Avec le récent phénomène de débordement des épicentres de la violence et du terrorisme au Sahel, les pays voisins de ceux du Sahel subissent les contrecoups de la dégradation de la situation sécuritaire dans la région. On évoque même, de plus en plus, un glissement progressif des zones de déploiement stratégique et des théâtres d’opération vers les pays dits côtiers.
La Côte d’Ivoire partage une frontière de plus de 1000 km avec le Burkina Faso et le Mali et subit, parallèlement, la migration massive en provenance d’autres pays tel que le Niger, pourtant assez éloigné. D’après certains signaux que l’on évoquera dans cette étude, la proximité de l’épicentre du djihadisme sahélien expose, l’un des pays les plus multiconfessionnels de la région, à nombre de vulnérabilités. En l’espèce, depuis plusieurs années, le gouvernement ivoirien tente de réduire les conséquences d’une géographie de plus en plus hostile, en redéfinissant sa politique de sécurité, par un réaménagement de sa posture opérationnelle et de son administration territoriale.
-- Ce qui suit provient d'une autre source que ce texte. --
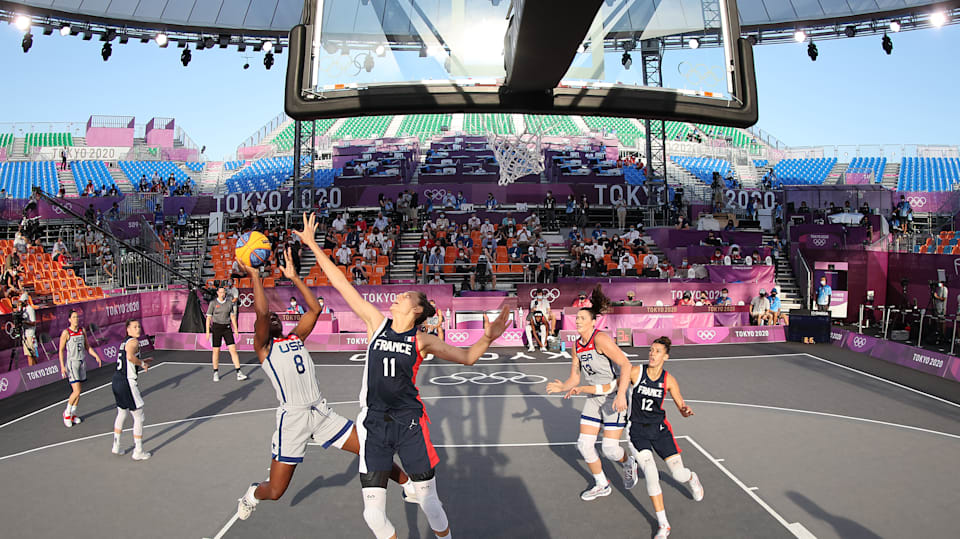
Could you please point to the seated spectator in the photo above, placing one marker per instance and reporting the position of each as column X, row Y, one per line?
column 724, row 298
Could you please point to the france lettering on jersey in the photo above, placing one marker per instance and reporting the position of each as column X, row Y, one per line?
column 124, row 366
column 290, row 369
column 390, row 374
column 75, row 345
column 595, row 367
column 646, row 402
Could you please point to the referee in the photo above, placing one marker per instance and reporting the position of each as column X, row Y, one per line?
column 221, row 316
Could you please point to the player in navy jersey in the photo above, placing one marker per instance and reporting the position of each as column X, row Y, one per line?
column 392, row 419
column 649, row 430
column 598, row 362
column 303, row 414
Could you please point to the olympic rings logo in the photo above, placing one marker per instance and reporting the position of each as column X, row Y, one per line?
column 436, row 194
column 494, row 378
column 551, row 295
column 458, row 336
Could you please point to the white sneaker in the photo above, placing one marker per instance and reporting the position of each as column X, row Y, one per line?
column 409, row 496
column 596, row 492
column 244, row 508
column 695, row 487
column 630, row 473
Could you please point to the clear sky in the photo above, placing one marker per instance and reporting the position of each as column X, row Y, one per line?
column 853, row 94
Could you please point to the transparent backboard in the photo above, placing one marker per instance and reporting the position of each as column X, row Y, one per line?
column 684, row 57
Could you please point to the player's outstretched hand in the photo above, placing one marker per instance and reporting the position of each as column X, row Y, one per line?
column 288, row 269
column 555, row 386
column 493, row 330
column 309, row 234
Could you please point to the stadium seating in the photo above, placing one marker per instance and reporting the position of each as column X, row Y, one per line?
column 876, row 164
column 423, row 125
column 812, row 171
column 135, row 170
column 703, row 167
column 20, row 177
column 557, row 125
column 501, row 124
column 929, row 173
column 364, row 127
column 32, row 140
column 627, row 132
column 91, row 171
column 284, row 139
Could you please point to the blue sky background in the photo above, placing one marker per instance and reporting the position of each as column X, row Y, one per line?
column 853, row 94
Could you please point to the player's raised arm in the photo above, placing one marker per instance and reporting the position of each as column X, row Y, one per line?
column 308, row 320
column 431, row 344
column 370, row 315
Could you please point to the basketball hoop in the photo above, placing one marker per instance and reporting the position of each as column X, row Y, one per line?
column 518, row 155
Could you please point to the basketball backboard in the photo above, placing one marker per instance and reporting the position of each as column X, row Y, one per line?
column 666, row 59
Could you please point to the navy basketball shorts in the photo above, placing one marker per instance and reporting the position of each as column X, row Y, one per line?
column 657, row 437
column 405, row 433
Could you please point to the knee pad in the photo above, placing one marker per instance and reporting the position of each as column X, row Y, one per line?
column 675, row 464
column 612, row 449
column 374, row 479
column 586, row 444
column 649, row 467
column 375, row 512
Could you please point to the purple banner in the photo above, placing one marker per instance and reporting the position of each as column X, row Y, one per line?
column 741, row 274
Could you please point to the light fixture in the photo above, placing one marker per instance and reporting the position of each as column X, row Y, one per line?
column 938, row 19
column 887, row 44
column 22, row 22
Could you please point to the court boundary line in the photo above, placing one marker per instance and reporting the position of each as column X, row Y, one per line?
column 882, row 379
column 45, row 408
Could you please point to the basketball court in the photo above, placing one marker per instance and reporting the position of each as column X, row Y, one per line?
column 786, row 443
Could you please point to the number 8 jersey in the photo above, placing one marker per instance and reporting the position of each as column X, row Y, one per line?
column 291, row 371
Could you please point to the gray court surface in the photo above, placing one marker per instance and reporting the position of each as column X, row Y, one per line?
column 788, row 441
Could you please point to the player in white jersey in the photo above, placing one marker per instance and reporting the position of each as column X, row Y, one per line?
column 73, row 343
column 598, row 362
column 303, row 414
column 126, row 390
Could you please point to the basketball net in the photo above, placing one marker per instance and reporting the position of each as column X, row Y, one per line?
column 517, row 155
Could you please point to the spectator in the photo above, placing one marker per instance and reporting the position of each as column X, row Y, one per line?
column 759, row 306
column 724, row 299
column 824, row 293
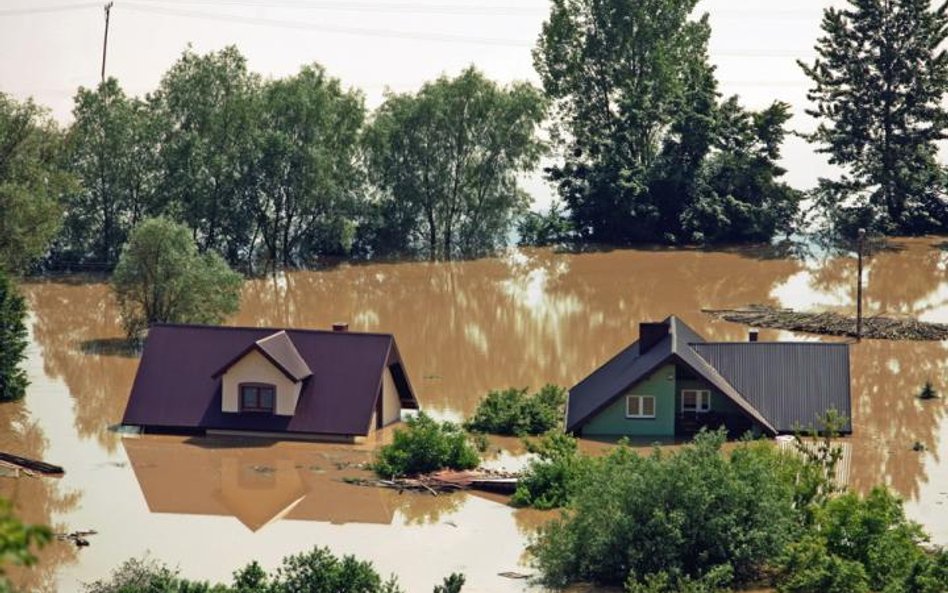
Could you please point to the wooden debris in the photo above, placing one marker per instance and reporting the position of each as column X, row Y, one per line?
column 76, row 537
column 833, row 324
column 30, row 466
column 447, row 481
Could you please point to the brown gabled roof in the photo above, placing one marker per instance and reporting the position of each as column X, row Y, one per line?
column 176, row 386
column 279, row 349
column 779, row 388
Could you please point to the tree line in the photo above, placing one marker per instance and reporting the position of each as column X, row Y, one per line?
column 643, row 148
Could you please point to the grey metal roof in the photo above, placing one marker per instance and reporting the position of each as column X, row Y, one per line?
column 766, row 397
column 791, row 383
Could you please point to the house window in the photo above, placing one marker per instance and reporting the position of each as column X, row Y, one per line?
column 695, row 400
column 257, row 397
column 640, row 406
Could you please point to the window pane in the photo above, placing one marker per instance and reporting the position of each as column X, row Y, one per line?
column 648, row 406
column 248, row 397
column 266, row 398
column 688, row 400
column 632, row 405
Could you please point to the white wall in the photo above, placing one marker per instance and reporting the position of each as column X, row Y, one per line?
column 255, row 368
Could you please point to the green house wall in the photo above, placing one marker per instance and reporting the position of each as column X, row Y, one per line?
column 611, row 421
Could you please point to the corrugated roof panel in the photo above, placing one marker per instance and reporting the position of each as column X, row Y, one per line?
column 792, row 384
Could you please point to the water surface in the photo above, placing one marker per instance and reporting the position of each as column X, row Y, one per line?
column 463, row 328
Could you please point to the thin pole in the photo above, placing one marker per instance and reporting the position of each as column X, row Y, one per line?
column 859, row 243
column 105, row 40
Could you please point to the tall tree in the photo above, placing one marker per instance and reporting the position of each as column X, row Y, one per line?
column 13, row 341
column 879, row 80
column 32, row 179
column 446, row 160
column 113, row 151
column 210, row 107
column 161, row 278
column 640, row 125
column 309, row 173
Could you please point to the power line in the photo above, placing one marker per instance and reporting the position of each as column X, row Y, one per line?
column 368, row 6
column 423, row 36
column 48, row 9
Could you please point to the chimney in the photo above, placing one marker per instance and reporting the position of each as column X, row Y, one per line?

Globalement, la réponse de l’État se structure autour d’un dispositif conventionnel qui, à certains points vus, serait, relativement, miné par quelques contradictions. L’ensemble des signes annonciateurs d’une radicalisation progressive - dont les dérives de la censure et de négation de la diversité culturelle - se dissimule de moins en moins ; dans les rues des grandes villes de Côte d’Ivoire et jusqu’aux confins de la forêt. Cette nouvelle situation semble témoigner d’une progression de la radicalité, en particulier dans un environnement de surnatalité, de misère et de faible niveau d’accès à l’instruction publique. L’exemple de la région du Bounkani à l’extrême nord offre, ici, l’occasion de remonter aux sources et manifestations, encore larvées, d’une montée en puissance de l’extrémisme endogène, de moins en moins corrélé à l’influence de l’extérieur.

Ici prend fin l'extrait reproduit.